And the latest wheeze is the 'pay day loans'. They should be banned. Not sure if they are in Ireland yet.  But they are only the latest in ways to take your money.  And those that take your money are ever inventive.  They trick people, as banks do.  And then we end up with people in one right financial mess because they don't want to listen to anybody who might, just might, question what they are at.  Financially.  And isn't that the core value of AAM.  Giving advice, based on experience of the pitfalls to be avoided.  

I didn't react to the OP's crossness at me, and thanks to those who defended me.  But we've had people at the end of their thether on here, and suicidal ones too, so if my posts prevent someone going down a rocky road, financially, well the barbs willl be well worth it.


----------



## mark1 (1 Oct 2013)

I had thought that you had an automatic overdraft limit on your ufirstgold ac or at least that is the way they try to sell it to you.the branch i visit on a weekly basis was trying to sell me this ac for weeks in the early part of the year as they were introducing banking charges. If i were you i would combine both acs,maybe forget about the one with the 14.00 charge and tighten up on a few items, you may not need it then. Having paid off nearly 25k in personal debt over the last 5 yrs between loan ac, credit card and overdrafts my advice would be to watch the pennies a bit closer and forget about the credit facilities and maybe review your needs in 6 or 12 months.


----------



## newirishman (1 Oct 2013)

mark1 said:


> I had thought that you had an automatic overdraft limit on your ufirstgold ac or at least that is the way they try to sell it to you.the branch i visit on a weekly basis was trying to sell me this ac for weeks in the early part of the year as they were introducing banking charges. If i were you i would combine both acs,maybe forget about the one with the 14.00 charge and tighten up on a few items, you may not need it then. Having paid off nearly 25k in personal debt over the last 5 yrs between loan ac, credit card and overdrafts my advice would be to watch the pennies a bit closer and forget about the credit facilities and maybe review your needs in 6 or 12 months.
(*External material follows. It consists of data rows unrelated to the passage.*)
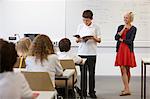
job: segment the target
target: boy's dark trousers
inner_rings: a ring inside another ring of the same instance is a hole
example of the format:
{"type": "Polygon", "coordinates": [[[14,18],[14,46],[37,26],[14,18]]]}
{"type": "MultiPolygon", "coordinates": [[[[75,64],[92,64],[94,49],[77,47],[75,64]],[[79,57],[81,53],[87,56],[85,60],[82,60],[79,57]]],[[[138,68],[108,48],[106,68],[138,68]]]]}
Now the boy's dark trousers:
{"type": "Polygon", "coordinates": [[[82,56],[82,58],[86,58],[85,65],[80,66],[81,71],[81,92],[82,96],[87,96],[87,71],[89,71],[89,94],[95,94],[95,63],[96,63],[96,55],[93,56],[82,56]]]}

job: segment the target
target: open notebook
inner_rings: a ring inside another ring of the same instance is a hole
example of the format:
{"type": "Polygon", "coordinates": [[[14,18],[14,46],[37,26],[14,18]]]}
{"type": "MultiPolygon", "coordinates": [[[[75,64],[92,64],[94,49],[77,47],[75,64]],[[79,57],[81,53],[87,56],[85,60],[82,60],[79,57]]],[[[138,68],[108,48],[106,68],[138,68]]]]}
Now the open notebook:
{"type": "Polygon", "coordinates": [[[85,39],[85,38],[93,37],[93,35],[85,35],[85,36],[73,35],[73,37],[85,39]]]}

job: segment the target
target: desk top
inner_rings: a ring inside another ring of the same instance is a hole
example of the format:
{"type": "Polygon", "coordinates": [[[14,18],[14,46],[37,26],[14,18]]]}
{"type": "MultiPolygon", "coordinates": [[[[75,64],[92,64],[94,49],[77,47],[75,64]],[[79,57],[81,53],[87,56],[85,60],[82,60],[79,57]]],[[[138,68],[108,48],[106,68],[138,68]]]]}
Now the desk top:
{"type": "Polygon", "coordinates": [[[146,64],[150,64],[150,58],[142,58],[142,61],[146,64]]]}
{"type": "Polygon", "coordinates": [[[37,99],[54,99],[56,96],[56,91],[33,91],[34,93],[39,93],[37,99]]]}

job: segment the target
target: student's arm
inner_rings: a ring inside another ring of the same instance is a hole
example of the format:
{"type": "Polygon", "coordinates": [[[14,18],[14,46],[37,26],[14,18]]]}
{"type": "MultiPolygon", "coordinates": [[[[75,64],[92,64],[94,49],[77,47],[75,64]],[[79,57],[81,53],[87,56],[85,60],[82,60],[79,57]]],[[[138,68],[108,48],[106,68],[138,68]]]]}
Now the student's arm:
{"type": "Polygon", "coordinates": [[[93,36],[93,40],[97,43],[100,43],[101,42],[101,31],[100,31],[100,27],[96,25],[96,35],[93,36]]]}
{"type": "Polygon", "coordinates": [[[63,75],[63,68],[62,68],[60,61],[59,61],[57,56],[54,56],[54,62],[55,62],[56,75],[62,76],[63,75]]]}
{"type": "MultiPolygon", "coordinates": [[[[78,25],[77,32],[76,32],[75,35],[79,35],[79,34],[80,34],[81,28],[82,28],[82,25],[81,25],[81,24],[78,25]]],[[[76,37],[76,42],[77,42],[77,43],[80,43],[81,41],[82,41],[82,38],[81,38],[80,36],[79,36],[79,37],[76,37]]]]}
{"type": "Polygon", "coordinates": [[[95,42],[100,43],[101,42],[101,38],[97,37],[97,36],[93,36],[93,39],[95,42]]]}
{"type": "Polygon", "coordinates": [[[74,63],[76,63],[76,64],[83,63],[83,59],[81,57],[79,57],[78,55],[70,53],[70,56],[72,56],[71,58],[73,59],[74,63]]]}
{"type": "Polygon", "coordinates": [[[77,42],[77,43],[80,43],[81,41],[82,41],[81,38],[76,38],[76,42],[77,42]]]}

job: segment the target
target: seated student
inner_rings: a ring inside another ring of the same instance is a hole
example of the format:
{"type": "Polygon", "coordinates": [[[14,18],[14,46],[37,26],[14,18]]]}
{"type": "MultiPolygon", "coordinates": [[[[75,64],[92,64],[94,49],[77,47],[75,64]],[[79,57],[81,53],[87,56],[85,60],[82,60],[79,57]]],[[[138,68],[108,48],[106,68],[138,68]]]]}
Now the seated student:
{"type": "Polygon", "coordinates": [[[57,53],[59,59],[73,59],[74,63],[83,65],[85,60],[79,57],[77,54],[70,52],[71,42],[68,38],[63,38],[59,41],[59,50],[57,53]]]}
{"type": "Polygon", "coordinates": [[[31,40],[28,37],[22,38],[16,43],[16,50],[19,57],[17,58],[17,62],[14,67],[25,67],[25,58],[28,54],[30,45],[31,40]]]}
{"type": "Polygon", "coordinates": [[[0,39],[0,99],[35,99],[25,77],[13,72],[17,52],[13,43],[0,39]]]}
{"type": "MultiPolygon", "coordinates": [[[[85,59],[82,59],[76,54],[70,52],[71,42],[68,38],[63,38],[59,41],[59,50],[60,52],[57,53],[59,59],[73,59],[74,63],[83,65],[85,63],[85,59]]],[[[77,80],[77,74],[75,74],[75,81],[77,80]]],[[[72,83],[71,83],[72,84],[72,83]]],[[[75,86],[75,89],[81,95],[81,90],[75,86]]]]}
{"type": "Polygon", "coordinates": [[[38,35],[34,38],[25,63],[27,71],[48,72],[54,87],[55,75],[63,74],[63,68],[54,52],[52,41],[46,35],[38,35]]]}

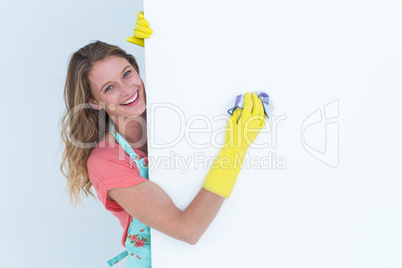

You can have an overdraft facility with the ufirst account. However, you are not forced to take it. When switching to a ufirst account I was offered / told that I can have an overdraft facility, but the bank did not have any issue with me asking to not provide it.


----------



## Curlysue76 (1 Oct 2013)

Bronte said:


> Just to be clear, I did not intend to be preachy or holier than thou. I actually believe in what I've stated. I think it's quite shocking that someone can go into unauthorised overdraft 6 times in 3 months and myseriously blame it on a totally unrelated red herring, towit having two accounts were the cause of the overdrafts.
> 
> From my own family I have seen what overdrafts can do, not to mention the many many posters on AAM who started off down the rocky road of overdrafts, swiftly followed by the first credit card, the credit limit increase without permission, the credit card cheques to spend spend spend, followed by the second and third card, then the small loan to consolidate etc etc etc.
> 
> ...



Well said, totally agree.


----------